Evaluation of risk factors and survival rates of patients with early-stage breast cancer with machine learning and traditional methods


ÖZGÜR E. G., Ulgen A., Uzun S., BEKİROĞLU G. N.

International Journal of Medical Informatics, cilt.190, 2024 (SCI-Expanded) identifier identifier

  • Yayın Türü: Makale / Tam Makale
  • Cilt numarası: 190
  • Basım Tarihi: 2024
  • Doi Numarası: 10.1016/j.ijmedinf.2024.105548
  • Dergi Adı: International Journal of Medical Informatics
  • Derginin Tarandığı İndeksler: Science Citation Index Expanded (SCI-EXPANDED), Scopus, Academic Search Premier, BIOSIS, Biotechnology Research Abstracts, CAB Abstracts, CINAHL, Compendex, EMBASE, INSPEC, MEDLINE
  • Anahtar Kelimeler: Breast cancer, Early stage, Machine learning, Risk factor
  • Marmara Üniversitesi Adresli: Evet

Özet

Background: This article is aimed to make predictions in terms of prognostic factors and compare prediction methods by using Cox proportional hazards regression analysis (CPH), some machine learning techniques and Accelerated Failure Time (AFT) model for post-treatment survival probabilities according to clinical presentations and pathological information of early-stage breast cancer patients. Material and methods: The study was carried out in three stages. In the first stage, the CPH method was applied. In the second stage, the AFT model and in the last stage, machine learning methods were applied.

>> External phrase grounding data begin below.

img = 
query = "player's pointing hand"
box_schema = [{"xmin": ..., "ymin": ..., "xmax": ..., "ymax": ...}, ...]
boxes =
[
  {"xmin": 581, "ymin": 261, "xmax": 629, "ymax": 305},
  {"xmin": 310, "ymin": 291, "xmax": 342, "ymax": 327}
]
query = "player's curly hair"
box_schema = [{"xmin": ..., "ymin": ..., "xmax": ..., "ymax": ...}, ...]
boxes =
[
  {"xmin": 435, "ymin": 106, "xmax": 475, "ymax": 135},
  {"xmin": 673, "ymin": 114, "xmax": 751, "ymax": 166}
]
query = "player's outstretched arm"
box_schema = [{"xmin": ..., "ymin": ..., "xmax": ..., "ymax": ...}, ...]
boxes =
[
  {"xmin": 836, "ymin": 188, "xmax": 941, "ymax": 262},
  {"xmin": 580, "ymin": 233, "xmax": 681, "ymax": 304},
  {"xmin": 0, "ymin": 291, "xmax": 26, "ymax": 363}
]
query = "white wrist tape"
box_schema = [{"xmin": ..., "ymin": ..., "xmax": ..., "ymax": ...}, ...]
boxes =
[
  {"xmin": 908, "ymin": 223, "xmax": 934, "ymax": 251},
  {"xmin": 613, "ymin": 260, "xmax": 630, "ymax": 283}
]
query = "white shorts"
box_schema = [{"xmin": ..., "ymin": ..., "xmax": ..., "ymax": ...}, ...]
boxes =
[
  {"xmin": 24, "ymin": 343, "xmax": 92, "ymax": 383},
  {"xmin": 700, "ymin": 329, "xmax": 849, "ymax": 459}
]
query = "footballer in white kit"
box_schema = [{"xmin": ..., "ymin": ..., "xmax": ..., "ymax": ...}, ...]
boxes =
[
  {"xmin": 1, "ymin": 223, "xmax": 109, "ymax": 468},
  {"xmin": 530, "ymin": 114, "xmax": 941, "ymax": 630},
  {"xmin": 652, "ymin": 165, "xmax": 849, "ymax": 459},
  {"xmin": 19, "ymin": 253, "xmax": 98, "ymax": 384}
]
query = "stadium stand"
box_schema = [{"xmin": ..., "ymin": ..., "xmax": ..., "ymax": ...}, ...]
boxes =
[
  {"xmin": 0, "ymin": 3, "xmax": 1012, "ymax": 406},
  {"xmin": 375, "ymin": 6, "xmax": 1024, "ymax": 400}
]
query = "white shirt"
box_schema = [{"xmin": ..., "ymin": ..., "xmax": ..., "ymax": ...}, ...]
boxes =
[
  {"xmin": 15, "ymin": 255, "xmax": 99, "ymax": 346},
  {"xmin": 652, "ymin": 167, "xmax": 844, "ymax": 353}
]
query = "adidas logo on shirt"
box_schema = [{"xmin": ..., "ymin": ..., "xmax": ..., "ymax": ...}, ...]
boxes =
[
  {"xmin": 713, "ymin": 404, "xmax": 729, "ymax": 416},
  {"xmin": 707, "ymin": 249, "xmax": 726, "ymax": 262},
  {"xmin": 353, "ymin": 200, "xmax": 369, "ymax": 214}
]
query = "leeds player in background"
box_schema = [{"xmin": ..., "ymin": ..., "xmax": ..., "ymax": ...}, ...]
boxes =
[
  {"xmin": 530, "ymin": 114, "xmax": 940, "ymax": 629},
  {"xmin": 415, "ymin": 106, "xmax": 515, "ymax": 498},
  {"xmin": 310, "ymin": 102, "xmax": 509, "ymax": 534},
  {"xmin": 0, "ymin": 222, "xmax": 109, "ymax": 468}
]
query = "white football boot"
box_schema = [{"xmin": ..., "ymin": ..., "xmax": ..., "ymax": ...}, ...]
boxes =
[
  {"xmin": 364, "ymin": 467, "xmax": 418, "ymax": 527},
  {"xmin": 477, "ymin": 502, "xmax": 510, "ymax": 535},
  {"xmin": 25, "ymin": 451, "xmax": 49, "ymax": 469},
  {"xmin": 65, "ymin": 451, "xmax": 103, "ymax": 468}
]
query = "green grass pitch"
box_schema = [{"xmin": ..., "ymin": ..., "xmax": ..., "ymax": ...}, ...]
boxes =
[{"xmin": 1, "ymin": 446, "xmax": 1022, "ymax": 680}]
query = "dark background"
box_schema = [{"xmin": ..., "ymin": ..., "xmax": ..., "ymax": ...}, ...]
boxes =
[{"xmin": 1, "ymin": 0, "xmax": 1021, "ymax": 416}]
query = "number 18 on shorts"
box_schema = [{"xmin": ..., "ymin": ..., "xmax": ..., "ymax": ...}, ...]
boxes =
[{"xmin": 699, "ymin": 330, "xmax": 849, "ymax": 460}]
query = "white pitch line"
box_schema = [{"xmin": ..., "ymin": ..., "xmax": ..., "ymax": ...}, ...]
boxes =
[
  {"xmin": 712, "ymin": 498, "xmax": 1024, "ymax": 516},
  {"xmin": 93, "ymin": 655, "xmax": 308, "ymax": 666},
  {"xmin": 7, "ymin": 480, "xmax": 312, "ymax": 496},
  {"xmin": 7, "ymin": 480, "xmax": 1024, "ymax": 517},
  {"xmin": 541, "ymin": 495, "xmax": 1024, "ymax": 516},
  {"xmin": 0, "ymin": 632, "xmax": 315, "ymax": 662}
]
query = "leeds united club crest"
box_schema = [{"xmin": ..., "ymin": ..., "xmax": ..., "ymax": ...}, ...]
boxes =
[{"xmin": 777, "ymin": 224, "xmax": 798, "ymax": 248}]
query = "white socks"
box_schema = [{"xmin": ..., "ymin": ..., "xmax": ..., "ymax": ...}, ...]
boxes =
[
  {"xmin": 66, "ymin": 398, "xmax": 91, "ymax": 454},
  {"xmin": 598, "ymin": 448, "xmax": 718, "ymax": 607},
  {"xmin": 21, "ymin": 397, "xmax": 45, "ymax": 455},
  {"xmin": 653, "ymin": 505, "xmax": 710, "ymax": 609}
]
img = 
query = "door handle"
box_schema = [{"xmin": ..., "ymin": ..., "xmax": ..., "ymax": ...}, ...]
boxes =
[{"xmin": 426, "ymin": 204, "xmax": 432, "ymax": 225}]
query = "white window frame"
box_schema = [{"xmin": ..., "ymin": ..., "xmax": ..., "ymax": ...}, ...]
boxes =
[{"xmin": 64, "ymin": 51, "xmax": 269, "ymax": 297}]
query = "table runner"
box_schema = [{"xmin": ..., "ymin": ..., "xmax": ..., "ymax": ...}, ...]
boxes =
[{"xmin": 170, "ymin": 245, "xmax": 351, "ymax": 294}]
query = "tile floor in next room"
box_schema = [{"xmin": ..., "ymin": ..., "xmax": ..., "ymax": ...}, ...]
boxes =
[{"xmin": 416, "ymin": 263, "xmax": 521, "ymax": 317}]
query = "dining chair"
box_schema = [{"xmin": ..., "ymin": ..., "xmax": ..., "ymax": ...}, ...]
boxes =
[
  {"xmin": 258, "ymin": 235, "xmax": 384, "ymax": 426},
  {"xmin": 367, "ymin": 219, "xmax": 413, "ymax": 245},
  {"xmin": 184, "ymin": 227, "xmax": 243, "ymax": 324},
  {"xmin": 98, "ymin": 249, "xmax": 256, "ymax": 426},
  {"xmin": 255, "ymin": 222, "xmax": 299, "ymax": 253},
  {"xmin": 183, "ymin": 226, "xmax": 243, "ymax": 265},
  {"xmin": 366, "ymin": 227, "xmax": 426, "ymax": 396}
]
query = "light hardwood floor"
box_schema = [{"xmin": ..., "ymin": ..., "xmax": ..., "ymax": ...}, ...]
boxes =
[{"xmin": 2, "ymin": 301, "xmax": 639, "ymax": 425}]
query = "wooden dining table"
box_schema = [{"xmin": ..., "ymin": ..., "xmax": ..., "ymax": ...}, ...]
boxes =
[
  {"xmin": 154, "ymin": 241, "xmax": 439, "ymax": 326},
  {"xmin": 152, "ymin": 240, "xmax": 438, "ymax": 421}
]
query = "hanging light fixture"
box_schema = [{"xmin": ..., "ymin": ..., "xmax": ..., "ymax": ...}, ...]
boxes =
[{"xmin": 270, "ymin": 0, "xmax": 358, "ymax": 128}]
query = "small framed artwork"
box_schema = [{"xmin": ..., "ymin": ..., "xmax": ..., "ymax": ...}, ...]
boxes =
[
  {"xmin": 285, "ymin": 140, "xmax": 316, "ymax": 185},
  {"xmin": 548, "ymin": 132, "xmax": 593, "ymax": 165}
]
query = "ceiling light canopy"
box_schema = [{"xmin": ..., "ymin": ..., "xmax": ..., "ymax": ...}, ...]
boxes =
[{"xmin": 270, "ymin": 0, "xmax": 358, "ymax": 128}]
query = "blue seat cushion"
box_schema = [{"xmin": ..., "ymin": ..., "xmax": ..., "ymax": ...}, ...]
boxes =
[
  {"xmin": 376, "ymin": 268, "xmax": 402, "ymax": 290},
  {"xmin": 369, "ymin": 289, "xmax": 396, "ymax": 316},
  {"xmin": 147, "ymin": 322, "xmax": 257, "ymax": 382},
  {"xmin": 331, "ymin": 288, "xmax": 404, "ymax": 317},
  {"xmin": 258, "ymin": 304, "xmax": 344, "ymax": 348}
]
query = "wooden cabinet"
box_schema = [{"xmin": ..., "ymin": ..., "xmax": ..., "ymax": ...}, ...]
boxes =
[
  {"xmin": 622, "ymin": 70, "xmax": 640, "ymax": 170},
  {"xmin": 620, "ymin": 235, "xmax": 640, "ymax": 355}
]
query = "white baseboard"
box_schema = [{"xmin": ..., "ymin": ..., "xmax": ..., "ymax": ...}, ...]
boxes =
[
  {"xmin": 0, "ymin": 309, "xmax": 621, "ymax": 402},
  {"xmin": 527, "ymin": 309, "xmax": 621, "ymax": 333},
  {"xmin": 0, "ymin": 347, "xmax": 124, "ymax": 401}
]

The data set consists of 697 breast cancer patients who applied to Marmara University Hospital oncology clinic between 01.01.1994 and 31.12.2009. The models obtained by using various parameters of the patients were compared according to the C index, 5-year survival rate and 10-year survival rate. Results and conclusion: According to the models obtained as a result of the analyses applied, MetLN and age were obtained as a significant risk factor as a result of CPH method and AFT methods, while MetLN, age, tumor size, LV1 and extracapsular involvement were obtained as risk factors in machine learning methods. In addition, when the c-index values of the handheld models are examined, it is obtained as 69.8 for the CPH model, 70.36 for the AFT model, 72.1 for the random survival forest and 72.8 for the gradient boosting machine. In conclusion, the study highlights the potential of comparing conventional statistical methods and machine-learning algorithms to improve the precision of risk factor determination in early-stage breast cancer prognosis. Additionally, efforts should be made to enhance the interpretability of machine-learning models, ensuring that the results obtained can be effectively communicated and utilized by clinical practitioners. This would enable more informed decision-making and personalized care in the treatment and follow-up processes for early-stage breast cancer patients.